This repository contains codes for extracting image patches from Whole Slide Image (WSI) annotations generated in Aperio ImageScope XML format, segmenting nuclei, and extracting image features for Glomeruli and Renal Tubules

  • ObjectExtraction: For extracting image patches and segmenting nuclei from annotated tissue units
  • FeatureExtraction: For measuring digital image features for glomeruli and tubules

Data

Whole slide DN biopsies and annotation data can be found at athena.rc.ufl.edu

Requirements

ObjectExtraction:

  • Tensorflow 1.14.0
  • Python 3.6.5
  • OpenSlide 3.4.0
  • joblib 0.11
  • imgaug 0.4.0
  • imageio 2.3.0
  • opencv 3.4.0
  • PIL 5.3.0

FeatureExtraction:

  • Matlab (2021 or later)

Usage

ObjectExtraction:

Pretrained model files for nuclear segmentation can be found at IDK

Edit the "xml_to_objects.py" script to properly point to directory with model file

model_dir = '/path/to/directory/with/model/files/'

Then, edit the annot_ID to correspond to which annotation layer you'd like to extract

annot_ID=2

Annotation IDs are as follows:

  • Interstitium: annot_ID=1
  • Glomeruli: annot_ID=2
  • Globally-sclerotic glomeruli: annot_ID=3
  • Tubules: annot_ID=4
  • Arteries/Arterioles: annot_ID=5

Finally, run the script while pointing to directory with WSIs and XML annotations, the WSI extension (likely .svs), folder to output image crops, and whether to chop data (likely true)

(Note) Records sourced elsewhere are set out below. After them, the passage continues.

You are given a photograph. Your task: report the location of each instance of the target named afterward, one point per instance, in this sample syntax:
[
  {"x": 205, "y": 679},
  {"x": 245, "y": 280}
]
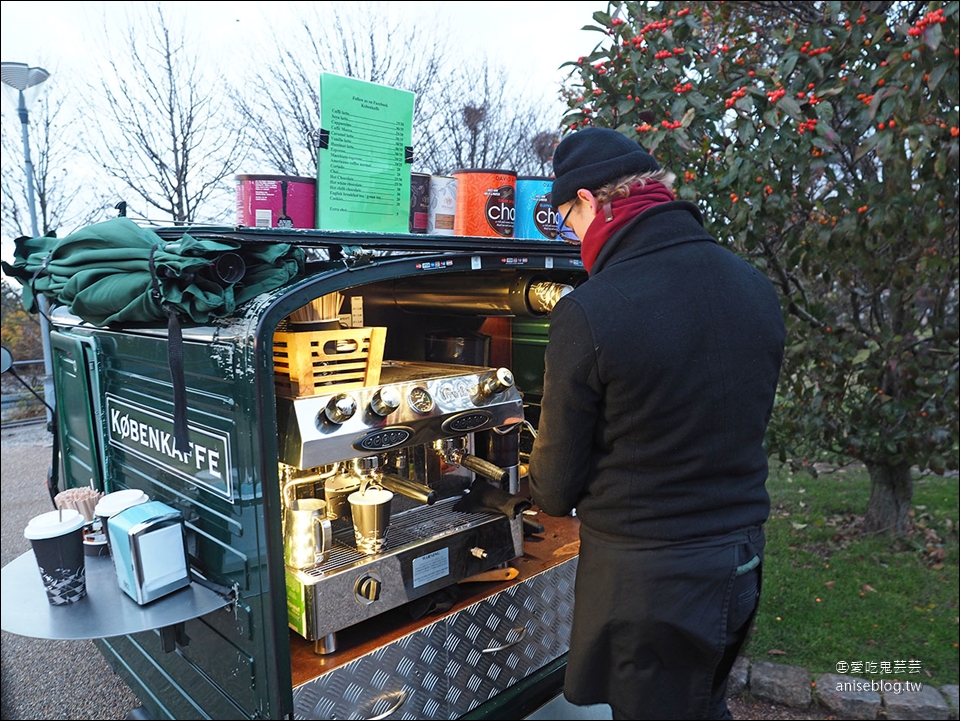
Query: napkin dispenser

python3 xml_to_objects.py --wsi /path/to/wsis/ --output /path/where/to/output/ --ext '.svs' --chop_data True

FeatureExtraction:

Open the "Renal_quantification_master.m" file in Matlab

Change the input directory line in the code to the output directory from object extraction:

case_dir = '/path/of/objExt/output/'

Specify location and contents of label file:

excel_file = '/path/to/label/file.xlsx'
case_name_col = 'A'
data_range={'B','D'}

Labels should be in a format with:

  • A column with case names that exactly match the folder names generated in object extraction
  • Columns with label data (outcome, etc.)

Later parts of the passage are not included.